Aeronautical Engineering School expands capacity as demand grows for more aviation professionals

The Art Williams and Harry Wendt Aeronautical Engineering School has expanded its capacity to facilitate the training of a larger number of students – a critical move in supporting the growth of the aviation industry in Guyana as well as the technical needs of other sectors.
On Wednesday, the school commissioned new premises at its Eugene F Correia International Airport, Ogle, location on the East Coast of Demerara.
Delivering the feature remarks at the commissioning ceremony, Education Minister Sonia Parag said the expanded facility represents an investment in improving the quality of aeronautical training.

The expanded facility at the Art Williams and Harry Wendt Aeronautical Engineering School was commissioned on Wednesday

“It provides more modern, convenient and first-class facilities in which aviation engineers and other professionals can acquire the knowledge and technical skills required for a demanding and highly specialised industry,” she noted.
According to Parag, this is an investment in the future of Guyana’s aviation ecosystem, which is critical to national development.

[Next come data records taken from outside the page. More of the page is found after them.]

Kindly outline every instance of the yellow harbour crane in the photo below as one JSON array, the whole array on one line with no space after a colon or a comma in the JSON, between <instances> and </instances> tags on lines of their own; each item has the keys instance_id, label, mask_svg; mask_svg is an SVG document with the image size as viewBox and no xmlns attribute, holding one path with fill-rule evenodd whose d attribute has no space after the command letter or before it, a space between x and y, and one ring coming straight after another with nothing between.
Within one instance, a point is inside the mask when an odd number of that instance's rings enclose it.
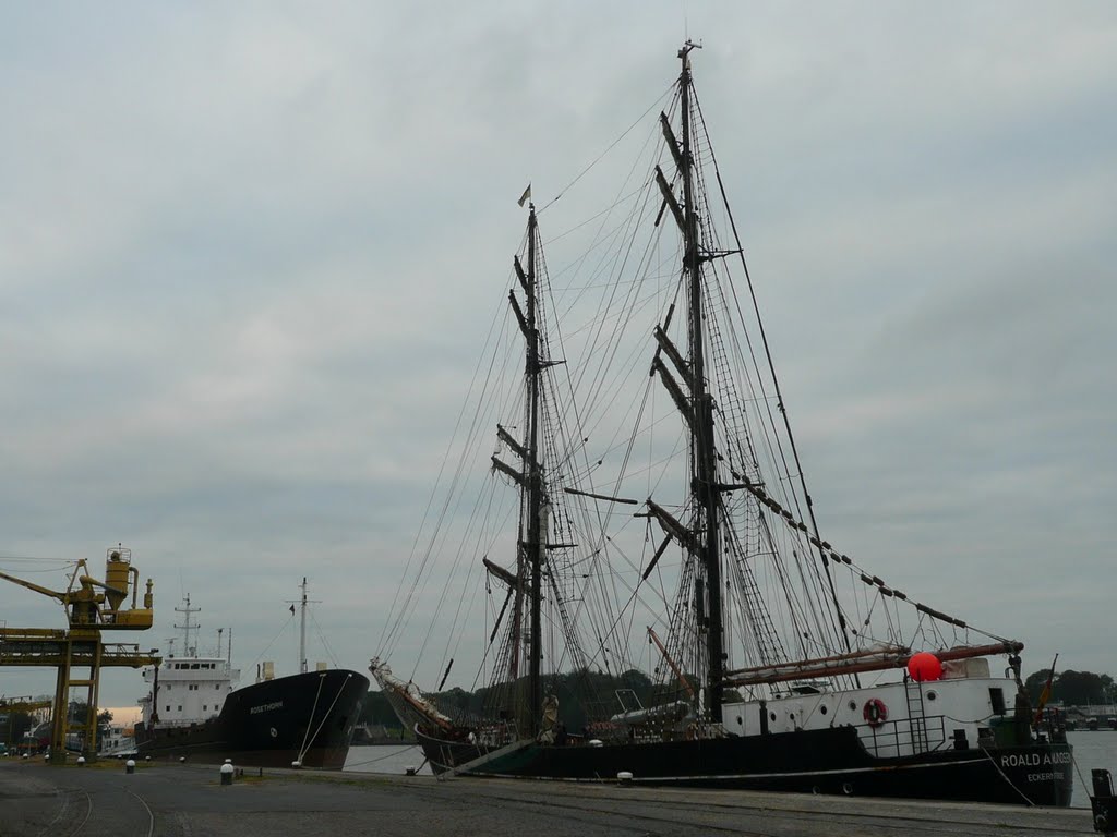
<instances>
[{"instance_id":1,"label":"yellow harbour crane","mask_svg":"<svg viewBox=\"0 0 1117 837\"><path fill-rule=\"evenodd\" d=\"M87 759L97 753L97 694L101 670L112 666L139 668L157 665L156 650L140 652L139 645L105 644L103 631L146 631L152 625L152 580L147 579L143 606L137 605L140 573L132 564L132 552L117 545L105 555L104 580L88 575L83 558L74 566L65 590L48 587L0 573L0 578L35 593L57 599L66 610L68 628L0 627L0 666L51 666L57 668L54 716L50 732L51 763L61 763L66 756L69 732L84 733L83 752ZM131 591L131 606L124 607ZM87 668L88 676L75 677L75 668ZM86 690L86 718L70 721L69 701L73 689Z\"/></svg>"}]
</instances>

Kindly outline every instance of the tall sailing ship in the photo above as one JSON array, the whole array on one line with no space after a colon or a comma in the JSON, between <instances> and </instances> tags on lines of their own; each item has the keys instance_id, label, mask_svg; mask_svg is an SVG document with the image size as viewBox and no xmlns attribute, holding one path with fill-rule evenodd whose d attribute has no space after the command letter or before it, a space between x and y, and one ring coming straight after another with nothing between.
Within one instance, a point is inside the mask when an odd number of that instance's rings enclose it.
<instances>
[{"instance_id":1,"label":"tall sailing ship","mask_svg":"<svg viewBox=\"0 0 1117 837\"><path fill-rule=\"evenodd\" d=\"M819 530L695 48L649 132L658 151L632 170L642 184L595 218L562 289L529 205L507 308L525 350L491 346L461 460L443 469L454 489L489 479L471 510L455 493L432 507L372 674L436 772L1067 806L1071 749L1029 703L1023 644L907 595ZM515 387L496 374L509 358ZM481 460L491 420L498 450ZM449 638L431 692L386 664L439 574L438 613L484 632L479 705L433 696L460 626L426 633L427 653Z\"/></svg>"}]
</instances>

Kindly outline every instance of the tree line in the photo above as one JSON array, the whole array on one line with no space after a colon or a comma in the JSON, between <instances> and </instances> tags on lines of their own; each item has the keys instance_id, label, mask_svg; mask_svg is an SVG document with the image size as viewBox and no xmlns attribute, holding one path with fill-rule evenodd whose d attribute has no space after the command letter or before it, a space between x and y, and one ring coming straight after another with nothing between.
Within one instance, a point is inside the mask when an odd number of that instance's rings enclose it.
<instances>
[{"instance_id":1,"label":"tree line","mask_svg":"<svg viewBox=\"0 0 1117 837\"><path fill-rule=\"evenodd\" d=\"M1051 677L1051 670L1040 668L1024 681L1024 689L1028 690L1033 706L1039 703L1048 677ZM1048 703L1062 703L1067 706L1117 703L1117 684L1108 674L1076 672L1073 668L1056 672L1051 677Z\"/></svg>"}]
</instances>

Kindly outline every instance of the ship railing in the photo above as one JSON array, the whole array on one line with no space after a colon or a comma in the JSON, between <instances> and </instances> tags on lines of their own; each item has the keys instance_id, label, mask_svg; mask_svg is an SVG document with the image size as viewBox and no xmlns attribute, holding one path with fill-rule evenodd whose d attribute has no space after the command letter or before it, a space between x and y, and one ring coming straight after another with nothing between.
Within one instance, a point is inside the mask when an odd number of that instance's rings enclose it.
<instances>
[{"instance_id":1,"label":"ship railing","mask_svg":"<svg viewBox=\"0 0 1117 837\"><path fill-rule=\"evenodd\" d=\"M861 724L857 729L865 748L880 759L917 756L947 745L944 715L898 718L877 727Z\"/></svg>"}]
</instances>

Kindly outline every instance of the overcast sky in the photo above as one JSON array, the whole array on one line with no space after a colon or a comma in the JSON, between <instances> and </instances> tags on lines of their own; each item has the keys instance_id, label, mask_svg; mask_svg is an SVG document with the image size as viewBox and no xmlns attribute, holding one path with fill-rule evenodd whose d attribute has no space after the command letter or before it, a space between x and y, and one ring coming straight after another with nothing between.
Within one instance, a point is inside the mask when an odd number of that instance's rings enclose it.
<instances>
[{"instance_id":1,"label":"overcast sky","mask_svg":"<svg viewBox=\"0 0 1117 837\"><path fill-rule=\"evenodd\" d=\"M246 673L306 575L365 672L516 199L688 33L823 535L1025 672L1117 672L1111 2L0 2L0 569L121 541L139 641L189 593ZM4 622L63 625L0 583Z\"/></svg>"}]
</instances>

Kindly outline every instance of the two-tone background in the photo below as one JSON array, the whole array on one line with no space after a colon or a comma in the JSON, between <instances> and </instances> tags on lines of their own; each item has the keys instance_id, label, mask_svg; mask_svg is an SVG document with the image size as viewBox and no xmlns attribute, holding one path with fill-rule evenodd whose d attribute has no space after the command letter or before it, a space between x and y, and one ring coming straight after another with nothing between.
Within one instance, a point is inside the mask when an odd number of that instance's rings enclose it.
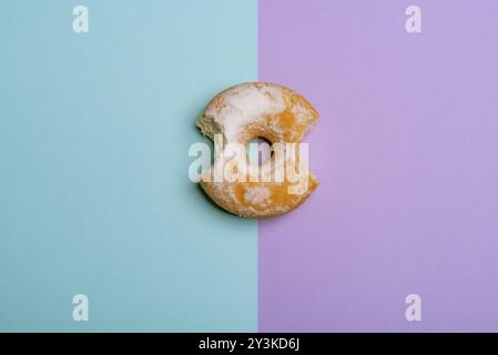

In fact, she noted that aviation is not merely a sector of economic activity but a lifeline, especially those living and working in the hinterland regions across the country.
“In many parts of our hinterland, aviation is the only reliable bridge connecting citizens to the wider national community, and especially in Guyana, where we have a really unique geography. This is why aviation plays such a crucial role in national integration,” the Minister stated.
She went on to add, “When an aircraft takes off from the coast and lands in a remote hinterland community, it is doing far more than transporting passengers or cargo. It is delivering opportunity. It is carrying medical supplies, teachers, technicians, miners, foresters and entrepreneurs. It is connecting families. It is knitting together the many regions of Guyana into a single national fabric.”
To this end, Minister Parag underscored the importance of Guyana building its local capacity, especially in the aviation sector.
“Aircraft do not maintain themselves… Behind every safe landing and every successful flight is a network of skilled professionals like yourselves. Pilots, engineers, technicians and safety specialists whose training and discipline ensure that the entire system works with precision. This is why institutions such as the Art Williams and Harry Wendt Aeronautical Engineering School are so important.”
“We must ensure that our aircraft are piloted and maintained by certified and highly competent professionals… And so here we are with an expansion of the existing facility being open here to accommodate not just more persons but also to be able to expand the access and the quality of what you’re going to be getting as trainees. So, that is the big success story here,” the Minister stated.
Meanwhile, the expansion of the Aeronautical Engineering School comes at a time when the demand for technical professionals continues to grow amidst Guyana’s rapid economic development, driven largely by its burgeoning oil and gas industry.
In fact, the oil sector has been draining the local aviation industry of its skilled professionals – something which the school’s General Manager Nalini Chanderban said they had already been preparing for.
“We’ve been doing it right. We’ve been changing and adapting as fast as all the sectors demand, including oil and gas,” she stated.
In the same breath, however, Chanderban said the oil companies operating in Guyana were lining up to scoop up the students graduating from the Aeronautical Engineering School. “I had to step back and tell the board, we need to stop. Aviation is crying [because all the] people are moving to oil and gas,” she noted.
Only last year, the Guyana Civil Aviation Authority (GCCA) had bemoaned the situation whereby the aviation industry was losing workers to the oil and gas sector, which was paying higher salaries.
Moreover, the University of Guyana (UG) had similarly stated that its engineer students are being absorbed by oil and gas companies even before they graduate.
Nevertheless, the Art Williams and Harry Wendt Aeronautical Engineering School has now been expanded to facilitate more students. According to Chanderban, the training school has even expanded its curriculum to produce more skilled technical personnel.

Demonstrations by students of the Aeronautical Engineering School

“The CVQ (Caribbean Vocational Qualification) that focuses now on those students who don’t have five CXC [subjects] or didn’t finish high school but could work in the fuel farms, or stores or other departments. So, we want to spread it out [across the country]. We’re at ETI (Essequibo Technical Institute), running foundations for Regions One and Two, but we wish to go to Berbice and Linden,” the school’s general manager stated.
Similarly, Minister Parag underscored the importance of building out technical capacity in the country.
She noted that technical and vocational skills are very important. “Why? Because not everyone is an academic. Not everything requires you to be an academic. So, we have to prepare a part of our population for those or to meet those skills requirements. So, you form a very important part of that component of training that we need for our country.”
The Art Williams and Harry Wendt Aeronautical Engineering School was founded 33 years ago with the objective of producing highly competent aircraft maintenance engineers to serve the local aviation sector. It offers modular certificate courses, diploma courses, associate degree and degree programmes that are accredited by civil aviation authorities in Trinidad and Tobago, Jamaica, Suriname and the Eastern Caribbean nations.